CDC delays guidelines on painkiller prescribing, says it wants more input

CDC Director Dr. Tom Frieden

The Center for Disease Control (CDC) stepped into the middle of the raging debate over opioid use in the U.S. when it said it would establish prescribing guidelines to help curb their soaring use and the overdose deaths that have come with them. Now, the agency is stepping back.

The CDC has delayed a January deadline to issue the guidelines. It instead will give another 30 days for comment and will then use that to freshen up its proposals, the Associated Press reports. The move follows intense criticism from the pharma industry and advocacy groups for people with chronic pain who say there has been no transparency into the CDC's process.

CDC Director Dr. Tom Frieden told the AP, however, that it was prudence not politics that led it change of plans. "We want to make sure we don't go so fast that there are questions about our process, but we certainly don't want to see any further delay," Frieden told the news service.

Anti-addiction organizations sense the beginning of a total retreat in the CDC's move. "This is a big win for the opioid lobby," said Dr. Andrew Kolodny, co-founder of Physicians for Responsible Opioid Prescribing, a group that wants to see less use of painkillers by doctors, according to the AP.

The CDC has proposed that doctors prescribe the meds only as a last choice for chronic pain, after first trying non-opioid pain relievers, physical therapy and other options. It also suggested they only prescribe the smallest supply of the drugs possible, usually three days or less for acute pain, the AP points out.
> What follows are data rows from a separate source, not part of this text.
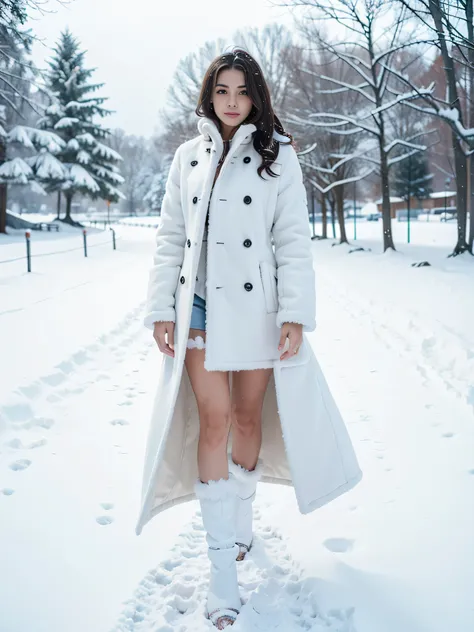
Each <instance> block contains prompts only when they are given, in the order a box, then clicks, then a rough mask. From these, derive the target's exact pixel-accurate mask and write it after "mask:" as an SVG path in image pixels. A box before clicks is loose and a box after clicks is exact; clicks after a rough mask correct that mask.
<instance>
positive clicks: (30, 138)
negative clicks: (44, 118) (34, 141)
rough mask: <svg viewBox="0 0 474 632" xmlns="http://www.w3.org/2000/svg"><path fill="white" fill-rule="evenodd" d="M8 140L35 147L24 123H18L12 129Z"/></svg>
mask: <svg viewBox="0 0 474 632" xmlns="http://www.w3.org/2000/svg"><path fill="white" fill-rule="evenodd" d="M8 141H9V142H16V143H20V145H23V146H24V147H27V148H28V149H34V145H33V143H32V139H31V138H30V134H28V131H27V129H26V127H24V126H23V125H16V126H15V127H13V128H12V129H11V130H10V132H9V133H8Z"/></svg>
It was unusual for the CDC to step into an area that has been in province of the FDA and in doing so, it inserted itself into the middle of a very contentious debate. On the one hand are drugmakers who make about $9 billion a year in the U.S. off of the drugs, supported by patient groups who worry they will lose access to the meds that help them deal with often terrible and chronic pain. On the other side have been lawmakers and prosecutors and some physicians who point to what they consider epidemic growth in painkiller use and crime and overdoses that have come with that. They say heroin use has spiked in the country as addicts move to the cheaper alternative.

Two California counties and the City of Chicago have both sued a handful of drugmakers, trying to force them to pay for some of the costs they say the addiction problems have saddled them with. And last year, some lawmakers called for the resignation of former FDA Director Margaret Hamburg when the FDA approved a new opioid-based drug that didn't include anti-tampering technology.

The furor over the problem had died down some but then in August, the FDA approved Purdue's powerful painkiller, OxyContin, for children ages 11 to 16. The agency said it was a step needed for children with pain connected to cancer and other conditions but critics called it a terrible mistake.